Ex-deputado e ex-prefeito de Salvador por dois mandatos, ACM Neto tem como objetivo principal disputar o Governo da Bahia. Também tinha como meta garantir a eleição de Rodrigo Pacheco (DEM-MG) à Presidência do Senado. A soma de questões regionais com a ambição nacional, fez com que ele acabasse abandonando o grupo de Maia na Câmara. Suas últimas declarações também afastaram Mandetta, um potencial candidato à Presidência da República pelo DEM. Na última semana, à Folha de S. Paulo, o dirigente do Democratas afirmou que, na eleição de 2022, não descarta estar com quase nenhum dos potenciais presidenciáveis. Nominou Bolsonaro, João Doria (PSDB), Ciro Gomes (PDT), Luciano Huck (sem partido) e o próprio Mandetta. “Só faltou citar o Lula”, disse o ex-ministro.
Alternativas
Presidente do Cidadania, Roberto Freire admite que os diálogos para uma frente de seu partido com o DEM, PSDB e MDB entraram em modo de espera. “A partir do momento que o DEM passou a admitir estar até com o Bolsonaro, as pontes foram rompidas”, disse. Mas isso não impede uma mudança, em médio prazo. “O mesmo cavalo de pau dado pelo DEM agora pode se repetir em 22. Se encontrarmos uma candidatura competitiva, ele pode voltar a integrar nosso grupo”, disse.
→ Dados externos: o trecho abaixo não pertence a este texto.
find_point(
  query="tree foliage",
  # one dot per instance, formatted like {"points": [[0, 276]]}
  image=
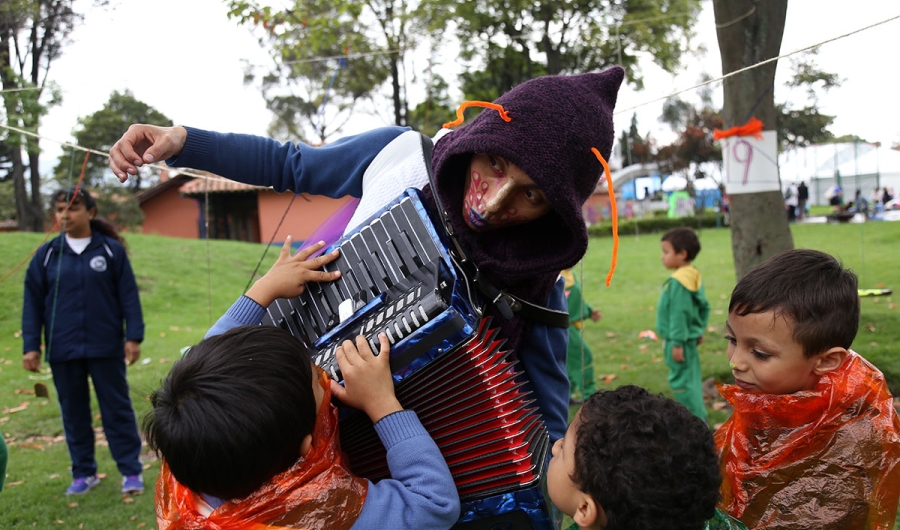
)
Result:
{"points": [[510, 41], [636, 149], [802, 125], [335, 52], [100, 131], [32, 34]]}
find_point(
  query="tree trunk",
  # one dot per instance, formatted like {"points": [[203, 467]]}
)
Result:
{"points": [[750, 32]]}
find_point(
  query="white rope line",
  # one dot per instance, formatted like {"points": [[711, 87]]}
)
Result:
{"points": [[757, 65], [622, 111], [157, 166], [23, 89]]}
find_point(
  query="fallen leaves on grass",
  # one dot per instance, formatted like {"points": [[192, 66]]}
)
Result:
{"points": [[22, 406]]}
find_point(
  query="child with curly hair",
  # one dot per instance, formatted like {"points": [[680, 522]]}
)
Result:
{"points": [[637, 461]]}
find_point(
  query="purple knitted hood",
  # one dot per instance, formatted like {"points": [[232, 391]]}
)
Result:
{"points": [[555, 121]]}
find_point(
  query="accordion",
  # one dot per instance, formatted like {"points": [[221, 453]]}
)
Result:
{"points": [[448, 365]]}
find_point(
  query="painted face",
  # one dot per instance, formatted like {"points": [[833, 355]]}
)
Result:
{"points": [[499, 194], [670, 258], [77, 220], [764, 355], [563, 491]]}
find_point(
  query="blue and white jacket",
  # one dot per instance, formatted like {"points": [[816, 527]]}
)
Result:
{"points": [[86, 304]]}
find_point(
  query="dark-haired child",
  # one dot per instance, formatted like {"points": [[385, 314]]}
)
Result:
{"points": [[248, 434], [81, 292], [814, 440], [631, 460], [681, 317]]}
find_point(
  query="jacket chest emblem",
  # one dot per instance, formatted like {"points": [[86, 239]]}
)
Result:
{"points": [[98, 263]]}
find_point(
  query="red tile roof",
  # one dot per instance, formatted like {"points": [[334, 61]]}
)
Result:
{"points": [[215, 185]]}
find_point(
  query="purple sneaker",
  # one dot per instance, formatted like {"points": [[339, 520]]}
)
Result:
{"points": [[82, 485], [133, 484]]}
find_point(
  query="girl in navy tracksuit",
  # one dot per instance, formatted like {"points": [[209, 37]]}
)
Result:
{"points": [[79, 289]]}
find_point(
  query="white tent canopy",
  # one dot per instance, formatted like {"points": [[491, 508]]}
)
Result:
{"points": [[854, 166]]}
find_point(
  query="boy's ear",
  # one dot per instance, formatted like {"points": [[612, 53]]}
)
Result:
{"points": [[830, 360], [589, 514]]}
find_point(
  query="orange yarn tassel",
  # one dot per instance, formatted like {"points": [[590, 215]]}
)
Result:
{"points": [[466, 104], [753, 127], [615, 215]]}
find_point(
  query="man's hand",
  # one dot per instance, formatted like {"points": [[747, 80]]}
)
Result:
{"points": [[368, 385], [144, 144], [132, 352], [288, 276], [31, 361]]}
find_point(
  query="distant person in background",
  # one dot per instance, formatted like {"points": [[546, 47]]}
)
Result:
{"points": [[681, 317], [80, 290], [791, 201], [802, 198], [579, 357], [860, 204], [837, 199]]}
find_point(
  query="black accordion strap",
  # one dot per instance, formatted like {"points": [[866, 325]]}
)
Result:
{"points": [[508, 304]]}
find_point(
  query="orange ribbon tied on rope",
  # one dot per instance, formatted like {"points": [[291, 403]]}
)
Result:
{"points": [[753, 127]]}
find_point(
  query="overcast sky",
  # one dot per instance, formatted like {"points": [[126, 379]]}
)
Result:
{"points": [[185, 58]]}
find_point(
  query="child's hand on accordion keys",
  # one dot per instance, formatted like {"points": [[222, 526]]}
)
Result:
{"points": [[288, 276], [368, 385]]}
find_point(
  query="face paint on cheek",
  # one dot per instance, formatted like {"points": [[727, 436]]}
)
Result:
{"points": [[475, 193]]}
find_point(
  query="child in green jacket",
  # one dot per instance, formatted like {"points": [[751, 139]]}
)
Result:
{"points": [[681, 317], [579, 358]]}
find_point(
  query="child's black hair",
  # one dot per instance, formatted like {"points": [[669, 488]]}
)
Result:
{"points": [[812, 289], [83, 196], [683, 238], [233, 412], [646, 460]]}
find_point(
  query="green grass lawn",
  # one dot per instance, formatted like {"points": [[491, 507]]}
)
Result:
{"points": [[186, 284]]}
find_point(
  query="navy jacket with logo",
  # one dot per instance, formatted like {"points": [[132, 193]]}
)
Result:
{"points": [[96, 292]]}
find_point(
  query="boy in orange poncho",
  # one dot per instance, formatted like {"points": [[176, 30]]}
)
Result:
{"points": [[814, 440], [248, 435]]}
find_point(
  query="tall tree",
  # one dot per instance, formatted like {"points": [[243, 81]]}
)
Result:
{"points": [[694, 154], [750, 32], [101, 130], [510, 41], [32, 35], [802, 125], [309, 39]]}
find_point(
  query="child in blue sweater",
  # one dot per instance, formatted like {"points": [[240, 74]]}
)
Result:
{"points": [[245, 442]]}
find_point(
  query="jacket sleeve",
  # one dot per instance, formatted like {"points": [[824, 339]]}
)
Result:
{"points": [[129, 299], [703, 308], [244, 312], [33, 303], [543, 357], [420, 493], [680, 308], [334, 170]]}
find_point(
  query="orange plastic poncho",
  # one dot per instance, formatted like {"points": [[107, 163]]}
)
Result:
{"points": [[318, 492], [827, 458]]}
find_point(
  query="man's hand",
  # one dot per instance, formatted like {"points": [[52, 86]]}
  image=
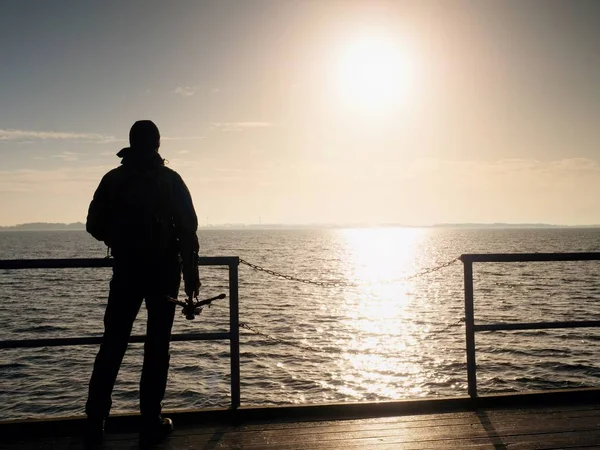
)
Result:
{"points": [[191, 280]]}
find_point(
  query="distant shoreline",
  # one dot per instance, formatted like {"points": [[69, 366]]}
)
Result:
{"points": [[79, 226]]}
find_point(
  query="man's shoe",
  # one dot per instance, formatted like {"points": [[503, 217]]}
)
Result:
{"points": [[155, 430], [94, 432]]}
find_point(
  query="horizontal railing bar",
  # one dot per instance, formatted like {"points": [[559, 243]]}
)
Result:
{"points": [[77, 263], [537, 325], [31, 343], [529, 257]]}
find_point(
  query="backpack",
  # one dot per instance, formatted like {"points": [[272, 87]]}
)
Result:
{"points": [[141, 217]]}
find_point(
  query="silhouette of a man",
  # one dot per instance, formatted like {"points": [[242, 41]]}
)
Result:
{"points": [[143, 211]]}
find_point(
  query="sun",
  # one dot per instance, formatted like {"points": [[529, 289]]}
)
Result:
{"points": [[374, 72]]}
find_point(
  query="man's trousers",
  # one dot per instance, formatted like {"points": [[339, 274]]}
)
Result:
{"points": [[133, 281]]}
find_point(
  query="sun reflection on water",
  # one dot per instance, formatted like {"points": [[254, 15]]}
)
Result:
{"points": [[380, 312]]}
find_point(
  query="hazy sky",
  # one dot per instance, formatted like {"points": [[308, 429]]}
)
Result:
{"points": [[309, 111]]}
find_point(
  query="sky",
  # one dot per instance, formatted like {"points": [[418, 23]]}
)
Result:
{"points": [[302, 112]]}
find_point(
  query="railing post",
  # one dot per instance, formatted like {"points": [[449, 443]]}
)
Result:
{"points": [[469, 330], [234, 329]]}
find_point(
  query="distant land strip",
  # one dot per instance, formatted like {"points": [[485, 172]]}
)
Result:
{"points": [[48, 226]]}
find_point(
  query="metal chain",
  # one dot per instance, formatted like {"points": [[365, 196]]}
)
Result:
{"points": [[342, 283], [447, 327]]}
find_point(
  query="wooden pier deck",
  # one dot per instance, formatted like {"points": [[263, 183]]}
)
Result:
{"points": [[562, 426]]}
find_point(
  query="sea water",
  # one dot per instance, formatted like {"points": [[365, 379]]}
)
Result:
{"points": [[381, 335]]}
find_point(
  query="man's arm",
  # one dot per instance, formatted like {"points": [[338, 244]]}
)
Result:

Freire admite os diálogos com Mandetta e Maia, mas não sabe quando haverá uma resposta. “Já tivemos conversas com os dois. Mas o timing quem dá é o político, não o partido. Por isso, seguimos conversando”, disse.
Entre membros do PSL consultados pela reportagem, o ingresso de Maia só seria possível caso os deputados bolsonaristas ―que representam cerca de 30 dos 53 parlamentares― deixem a legenda nos próximos meses. Se não for assim, dificilmente ele se vinculará à sigla. No PSDB, o governador de São Paulo, João Doria, fez um convite público a Maia, que também recebeu elogio do presidente de honra da legenda, Fernando Henrique Cardoso. No Podemos a articulação é feita entre alguns dos deputados e senadores, mas não teve um retorno direto da cúpula partidária. Mais do que o ingresso de Maia em qualquer nova legenda, o que contará para o cenário político será o número de lideranças regionais ele conseguirá levar consigo.